Take a deep breath….

March 21, 2008 at 5:25 am

Hi, I would like to offer a few comments.
First and foremost, people consider not only the absolute CD4 count, but also the relative numbers and function when thinking about immunodeficiency. The absolute numbers can go down if the number of white blood cells are reduced. This definitely happens after rituxan and can happen after IV IgG. I have seen a lowered white blood cell count after almost every cycle of rituxan given in children in our clinic including given for autoimmune diseases. Please let us know what his WBC count is. He could have an appropriate CD4 percentage, but a low WBC and the absolute number of CD4 cells will be low.
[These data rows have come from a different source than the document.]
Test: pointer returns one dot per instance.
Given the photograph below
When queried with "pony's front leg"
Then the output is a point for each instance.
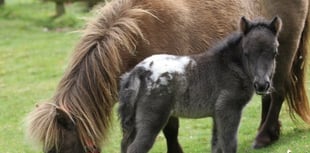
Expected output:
(151, 116)
(216, 148)
(227, 123)
(171, 131)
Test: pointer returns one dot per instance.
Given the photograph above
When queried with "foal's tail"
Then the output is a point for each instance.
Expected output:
(88, 90)
(297, 94)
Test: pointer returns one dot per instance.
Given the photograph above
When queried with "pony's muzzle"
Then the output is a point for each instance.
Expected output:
(261, 88)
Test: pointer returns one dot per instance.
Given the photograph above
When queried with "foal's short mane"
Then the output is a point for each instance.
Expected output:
(233, 39)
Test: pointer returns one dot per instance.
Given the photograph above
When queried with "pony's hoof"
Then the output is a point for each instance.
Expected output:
(258, 144)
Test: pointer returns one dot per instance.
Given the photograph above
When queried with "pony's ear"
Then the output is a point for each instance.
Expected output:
(64, 120)
(244, 25)
(276, 25)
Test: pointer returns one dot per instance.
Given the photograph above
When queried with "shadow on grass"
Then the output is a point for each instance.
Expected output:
(41, 15)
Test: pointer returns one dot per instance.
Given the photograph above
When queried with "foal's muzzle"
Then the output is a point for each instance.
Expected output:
(261, 88)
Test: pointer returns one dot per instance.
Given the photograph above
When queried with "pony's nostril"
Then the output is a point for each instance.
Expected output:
(261, 87)
(267, 85)
(256, 86)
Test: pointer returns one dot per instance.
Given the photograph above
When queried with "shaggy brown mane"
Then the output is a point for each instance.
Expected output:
(88, 90)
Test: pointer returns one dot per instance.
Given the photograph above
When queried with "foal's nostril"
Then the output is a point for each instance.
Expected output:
(262, 87)
(267, 85)
(256, 85)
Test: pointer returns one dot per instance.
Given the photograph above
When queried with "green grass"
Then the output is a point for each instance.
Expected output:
(34, 51)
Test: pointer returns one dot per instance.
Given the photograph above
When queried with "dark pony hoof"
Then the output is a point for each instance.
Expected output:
(261, 142)
(267, 137)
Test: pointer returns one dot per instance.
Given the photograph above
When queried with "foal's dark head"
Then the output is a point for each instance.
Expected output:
(260, 45)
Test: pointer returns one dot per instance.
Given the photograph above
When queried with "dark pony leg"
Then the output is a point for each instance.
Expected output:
(152, 113)
(227, 122)
(269, 130)
(214, 142)
(171, 131)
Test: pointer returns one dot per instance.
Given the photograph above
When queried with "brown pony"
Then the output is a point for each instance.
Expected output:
(126, 31)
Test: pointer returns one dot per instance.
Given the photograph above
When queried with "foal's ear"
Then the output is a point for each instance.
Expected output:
(276, 25)
(64, 120)
(244, 25)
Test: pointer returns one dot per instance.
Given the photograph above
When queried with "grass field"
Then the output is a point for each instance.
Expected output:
(34, 51)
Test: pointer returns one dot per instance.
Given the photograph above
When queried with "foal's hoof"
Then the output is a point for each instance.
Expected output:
(262, 141)
(260, 144)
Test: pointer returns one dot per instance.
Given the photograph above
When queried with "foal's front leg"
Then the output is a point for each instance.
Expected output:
(171, 131)
(152, 114)
(227, 123)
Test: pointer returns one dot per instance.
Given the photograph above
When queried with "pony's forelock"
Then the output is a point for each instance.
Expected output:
(42, 126)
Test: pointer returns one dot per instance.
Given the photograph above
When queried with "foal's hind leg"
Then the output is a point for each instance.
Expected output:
(171, 131)
(269, 130)
(151, 116)
(227, 122)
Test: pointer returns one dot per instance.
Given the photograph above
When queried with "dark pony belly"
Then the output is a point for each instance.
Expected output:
(192, 109)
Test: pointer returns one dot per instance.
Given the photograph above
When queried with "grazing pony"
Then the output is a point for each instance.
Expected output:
(216, 83)
(126, 31)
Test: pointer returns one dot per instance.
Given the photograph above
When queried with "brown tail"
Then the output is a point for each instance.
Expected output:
(297, 94)
(88, 90)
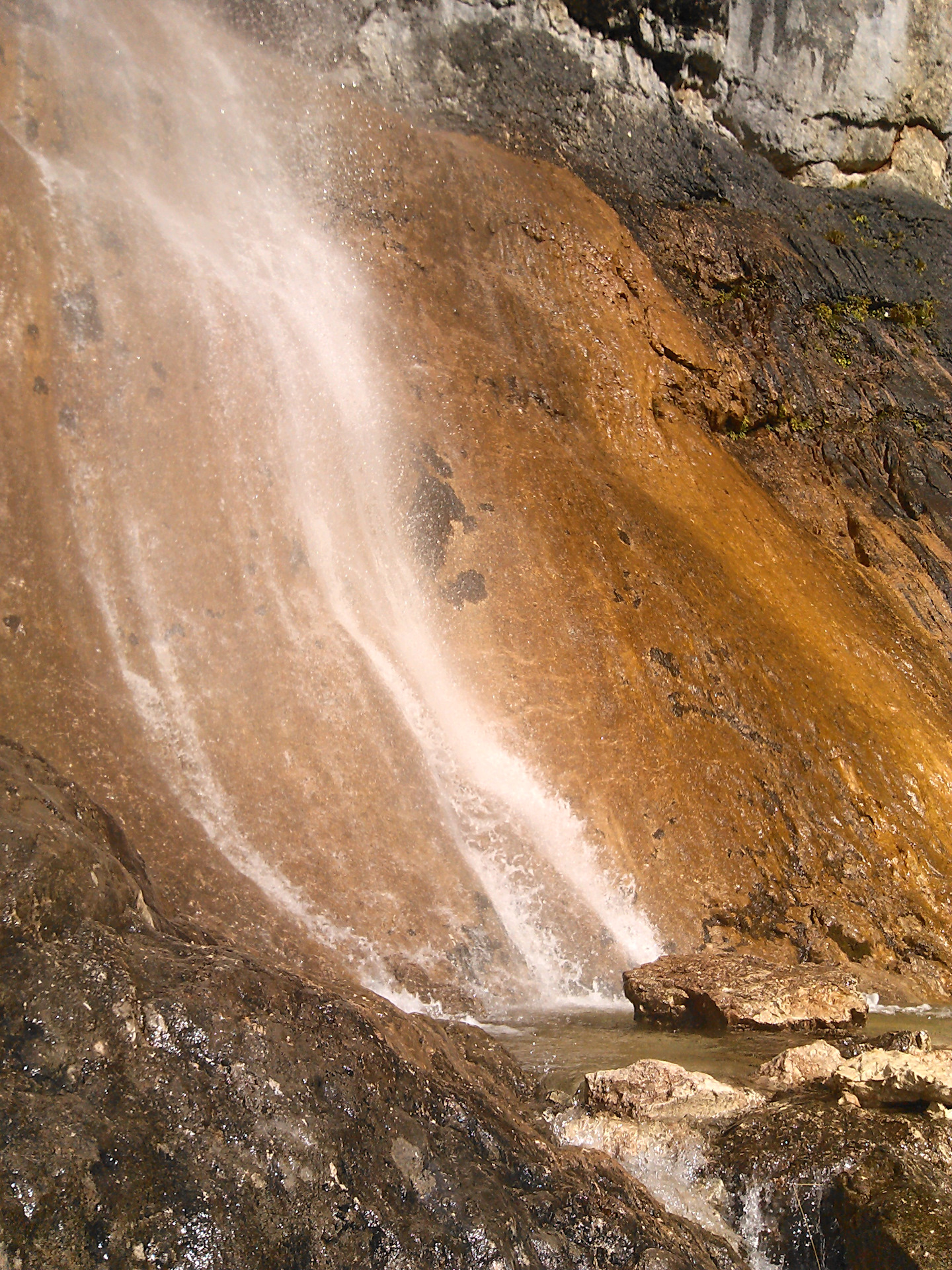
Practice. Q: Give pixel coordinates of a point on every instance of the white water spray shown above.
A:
(190, 165)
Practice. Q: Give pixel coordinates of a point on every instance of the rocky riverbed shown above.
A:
(822, 1160)
(169, 1101)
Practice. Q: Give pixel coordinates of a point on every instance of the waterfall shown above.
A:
(235, 472)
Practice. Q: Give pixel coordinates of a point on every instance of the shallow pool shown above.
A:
(560, 1047)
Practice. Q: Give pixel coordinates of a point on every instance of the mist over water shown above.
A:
(237, 487)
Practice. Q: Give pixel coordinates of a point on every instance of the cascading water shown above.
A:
(235, 479)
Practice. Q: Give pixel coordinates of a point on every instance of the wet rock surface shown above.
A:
(842, 1187)
(654, 1090)
(894, 1212)
(881, 1078)
(731, 991)
(803, 1064)
(167, 1101)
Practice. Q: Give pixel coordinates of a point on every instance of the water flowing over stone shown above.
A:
(365, 525)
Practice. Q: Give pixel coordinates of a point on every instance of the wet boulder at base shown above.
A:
(801, 1064)
(894, 1214)
(654, 1090)
(738, 991)
(168, 1101)
(826, 1183)
(881, 1078)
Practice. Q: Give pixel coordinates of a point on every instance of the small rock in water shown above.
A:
(738, 991)
(653, 1090)
(884, 1078)
(803, 1064)
(906, 1042)
(658, 1259)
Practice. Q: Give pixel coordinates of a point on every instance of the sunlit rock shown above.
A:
(654, 1090)
(803, 1064)
(173, 1103)
(880, 1078)
(740, 991)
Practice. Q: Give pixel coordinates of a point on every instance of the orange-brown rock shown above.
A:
(727, 722)
(734, 992)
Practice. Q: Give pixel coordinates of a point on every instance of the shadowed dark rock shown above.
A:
(168, 1103)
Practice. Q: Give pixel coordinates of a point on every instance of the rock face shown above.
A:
(654, 1090)
(528, 347)
(167, 1101)
(742, 991)
(803, 1064)
(880, 1078)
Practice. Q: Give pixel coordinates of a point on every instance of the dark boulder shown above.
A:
(171, 1103)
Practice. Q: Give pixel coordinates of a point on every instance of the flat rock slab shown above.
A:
(730, 991)
(654, 1090)
(881, 1078)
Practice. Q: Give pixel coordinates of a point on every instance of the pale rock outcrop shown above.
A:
(881, 1078)
(801, 1064)
(654, 1090)
(863, 85)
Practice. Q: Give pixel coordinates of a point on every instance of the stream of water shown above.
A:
(223, 402)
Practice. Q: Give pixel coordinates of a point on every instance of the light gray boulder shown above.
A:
(883, 1078)
(654, 1090)
(803, 1064)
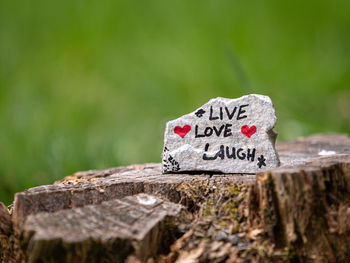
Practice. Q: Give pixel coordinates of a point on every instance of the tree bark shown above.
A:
(298, 212)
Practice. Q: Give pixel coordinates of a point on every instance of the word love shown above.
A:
(225, 130)
(225, 135)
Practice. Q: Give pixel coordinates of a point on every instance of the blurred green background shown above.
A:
(91, 84)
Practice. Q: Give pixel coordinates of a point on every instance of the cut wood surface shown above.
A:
(297, 212)
(93, 187)
(140, 225)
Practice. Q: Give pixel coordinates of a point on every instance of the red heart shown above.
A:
(248, 131)
(182, 131)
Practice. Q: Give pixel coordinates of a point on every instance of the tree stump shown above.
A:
(298, 212)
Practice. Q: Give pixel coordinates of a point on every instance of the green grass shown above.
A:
(91, 84)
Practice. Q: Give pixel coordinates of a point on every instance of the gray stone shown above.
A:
(224, 135)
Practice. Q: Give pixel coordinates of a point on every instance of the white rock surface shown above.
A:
(224, 135)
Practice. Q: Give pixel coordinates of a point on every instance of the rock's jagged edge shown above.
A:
(170, 164)
(299, 212)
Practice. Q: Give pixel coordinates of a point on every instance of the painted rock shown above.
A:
(223, 135)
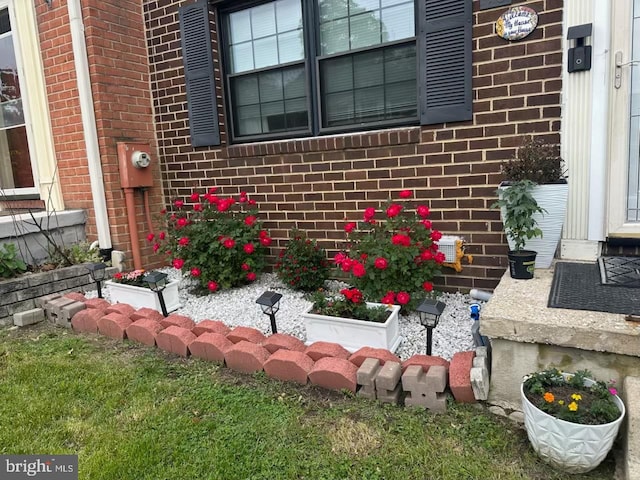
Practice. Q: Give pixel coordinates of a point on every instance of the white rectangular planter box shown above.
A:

For example, if someone has a WBC of 5000, the calculated number for absolute CD4 might be very different than if the WBC was 1000, but the percentage could be appropriate.
T cells are the generals or directors of the immune response and help make sure than B cells act appropriately. As compactdisc states, often people look at T cell dependent immune responses to see if the rest of the immune system “works” specifically against challenges in order to figure out if the problem is just with T cells, just with B cells, or with both. Often people look at specific antibody titers to tetanus and pneumococcus–which is why he asked about immunizations.
The fact that Dell is almost 4 years old and has not had lots of significant infections is a very strong argument that he does not have a severe combined immunodeficiency with both B and T cells not working.
The most important point of this point is that people have to look at the whole immune system to figure out what is wrong and that a low CD4 count does not always mean that the problem is with the T cell system.

2. Whatever the reason for a lowered CD4 count, it is definitely worth being safe to take bactrim (as I think you meant) or septra (as Dawn meant). this is the same medicine, but two different brand names. It helps prevent “opportunistic infections” particularly a kind of pneumonia for which T cells are important fighters. At our institution, we often put children who are getting high doses of steroids on bactrim (septra) as a precaution.

3. My third point is that it is REALLY unusual for a tiny baby like Dell to get an autoimmune disease. It happens, but people should always think about if the immune system is able to regulate and balance itself correctly when this happens meaning if there is a primary immunodeficiency problem that leads to dysregulation. Your immunologist is good to think about it. It does not mean that it is there, but you want to know because if it is…
a. All of you can know other ways to help keep Dell safe in life.
b. It might give some insights into other ways to treat the CIDP.
The biggest point of this is that knowledge is not always bad and that if he has a primary immunodeficiency, it does not mean it is a completely separate disease–they are likely related and knowing this might be a good thing because it might help change the approach to them and might even result in better control of the CIDP, but definitely in better safety with treatment.

4. If the WBC number and the absolute B cell number were okay before the rituxan, it might be a good thing to have the whole picture looked over by someone that specializes in primary immunodeficiencies in children. Many major medical centers with children’s hospitals (typically associated with medical schools) have such departments. We have a really good immunodeficiency clinic here at this very large children’s hospital in Indiana, but I know there are also good ones in New Orleans (through LSU or Tulane) and University of Alabama in Birmingham. I cannot at this late hour think of people in Mississippi, but I could ask around if you would like. I do not know where you live in Mississippi. If you live in northwest Mississippi, St Jude’s probably has primary immunodeficiency experts.

WithHope for cure of these diseases.